British export prices aided by sharp falls in oil and sterling

Britain's Beleaguered businesses have been handed a reprieve by the sharp falls in oil prices and the pound that have cut their costs and allowed them to raise their export prices, it emerged yesterday.

Britain's Beleaguered businesses have been handed a reprieve by the sharp falls in oil prices and the pound that have cut their costs and allowed them to raise their export prices, it emerged yesterday.

An 18 per cent slump in crude prices in April helped cut factories' raw materials costs by almost 3 per cent last month, according to the Office for National Statistics.
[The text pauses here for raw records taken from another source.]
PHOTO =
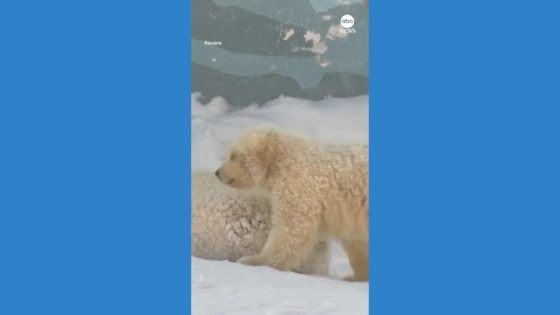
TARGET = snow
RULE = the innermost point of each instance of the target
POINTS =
(221, 287)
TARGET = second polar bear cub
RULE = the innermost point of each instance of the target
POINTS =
(317, 191)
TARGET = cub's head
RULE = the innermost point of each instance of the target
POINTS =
(250, 159)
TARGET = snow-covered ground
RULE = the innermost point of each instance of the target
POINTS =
(220, 287)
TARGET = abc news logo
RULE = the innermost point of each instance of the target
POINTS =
(347, 21)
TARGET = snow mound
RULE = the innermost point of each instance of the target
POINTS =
(220, 287)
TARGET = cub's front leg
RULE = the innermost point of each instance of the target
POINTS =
(291, 238)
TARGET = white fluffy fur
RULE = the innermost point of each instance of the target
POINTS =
(228, 224)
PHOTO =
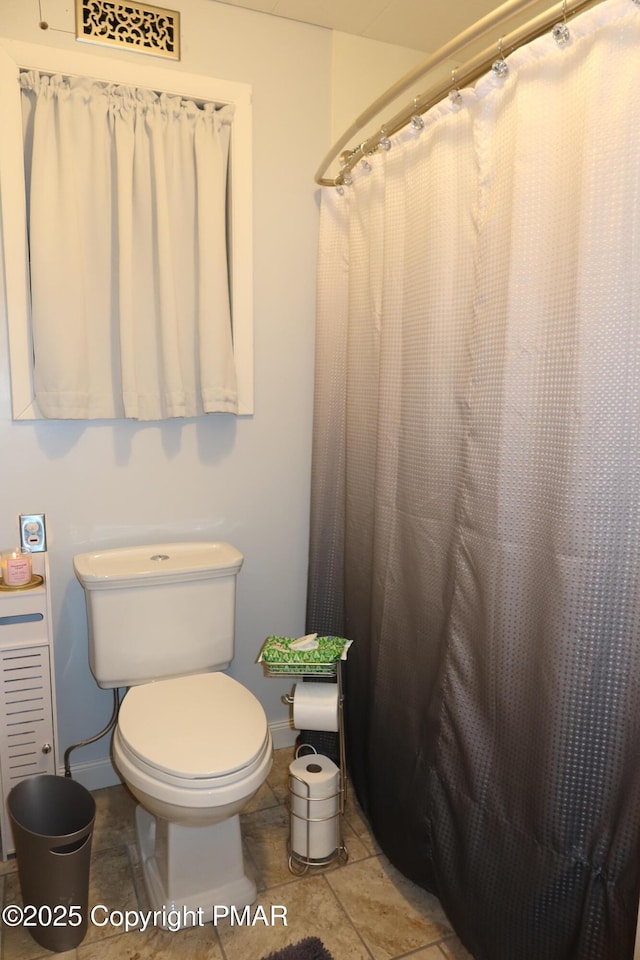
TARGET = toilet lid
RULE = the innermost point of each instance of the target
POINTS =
(201, 726)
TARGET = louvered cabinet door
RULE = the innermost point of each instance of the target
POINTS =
(27, 735)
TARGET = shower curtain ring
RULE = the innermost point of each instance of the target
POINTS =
(364, 163)
(417, 121)
(560, 32)
(499, 67)
(384, 143)
(454, 94)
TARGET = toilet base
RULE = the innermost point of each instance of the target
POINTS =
(192, 869)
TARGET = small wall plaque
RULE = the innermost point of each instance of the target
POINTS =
(136, 26)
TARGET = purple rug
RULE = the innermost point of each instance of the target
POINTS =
(309, 949)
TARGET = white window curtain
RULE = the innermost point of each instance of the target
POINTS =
(127, 233)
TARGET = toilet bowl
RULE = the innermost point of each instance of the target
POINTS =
(191, 743)
(193, 751)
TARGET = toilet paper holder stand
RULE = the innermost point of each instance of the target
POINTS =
(299, 863)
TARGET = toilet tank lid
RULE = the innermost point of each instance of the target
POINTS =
(150, 563)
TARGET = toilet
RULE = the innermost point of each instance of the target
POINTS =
(191, 743)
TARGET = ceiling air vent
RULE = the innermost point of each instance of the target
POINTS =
(136, 26)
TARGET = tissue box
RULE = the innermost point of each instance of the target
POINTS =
(278, 657)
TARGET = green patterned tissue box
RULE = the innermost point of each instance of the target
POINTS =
(299, 655)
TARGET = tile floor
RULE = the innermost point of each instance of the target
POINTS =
(361, 910)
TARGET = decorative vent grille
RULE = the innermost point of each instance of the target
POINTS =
(25, 705)
(138, 26)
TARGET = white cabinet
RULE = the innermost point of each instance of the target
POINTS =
(28, 742)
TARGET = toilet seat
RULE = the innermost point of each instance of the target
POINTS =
(199, 731)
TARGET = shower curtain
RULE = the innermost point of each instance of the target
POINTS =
(476, 494)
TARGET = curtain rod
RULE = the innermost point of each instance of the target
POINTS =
(464, 75)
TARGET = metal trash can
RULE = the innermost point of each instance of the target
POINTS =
(52, 819)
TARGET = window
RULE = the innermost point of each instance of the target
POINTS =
(15, 57)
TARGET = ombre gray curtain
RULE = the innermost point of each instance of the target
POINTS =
(476, 494)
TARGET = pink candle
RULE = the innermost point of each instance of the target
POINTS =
(16, 567)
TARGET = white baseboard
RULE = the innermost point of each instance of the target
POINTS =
(97, 774)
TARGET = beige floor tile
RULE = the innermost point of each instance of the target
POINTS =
(17, 942)
(194, 943)
(263, 799)
(453, 950)
(111, 886)
(266, 833)
(392, 915)
(278, 779)
(429, 953)
(8, 866)
(114, 824)
(311, 911)
(357, 821)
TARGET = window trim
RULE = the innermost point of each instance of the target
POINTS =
(16, 56)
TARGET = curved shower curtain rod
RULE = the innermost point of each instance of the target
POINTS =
(467, 73)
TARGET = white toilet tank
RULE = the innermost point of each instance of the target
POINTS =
(158, 611)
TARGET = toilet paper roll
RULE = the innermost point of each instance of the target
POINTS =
(315, 706)
(314, 783)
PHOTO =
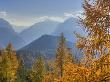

But the prices charged by UK manufacturers fell just 0.1 per cent, indicating that companies banked the difference in higher profit margins.

Separate figures from the ONS showed that exporters' prices rose 1.5 per cent in March to their highest level since March 1997.

The recent fall in the pound against the euro meant even exporters who kept euro prices unchanged would receive more in sterling terms. This helped to boost exports to the eurozone by 3.5 per cent, which in turn narrowed Britain's deficit with the European Union to £893m in March from £1.1bn in February.

Analysts suggested the 7 per cent fall in the trade-weighted index of sterling could translate into a 3.5 per cent rise in export prices. "The extent to which this is sustainable over the coming months will depend more on global demand than currency movements," Geoffrey Dicks at Royal Bank of Scotland said. The flip-side is that sterling's fall should, in theory, raise the cost of imported raw materials. However, the producer price inflation data showed prices of most imported goods fell in April.

The figures will come as a relief to the Bank of England which had been concerned by the sharp rise in oil prices in the months preceding the Iraq war and the recent fall in the pound.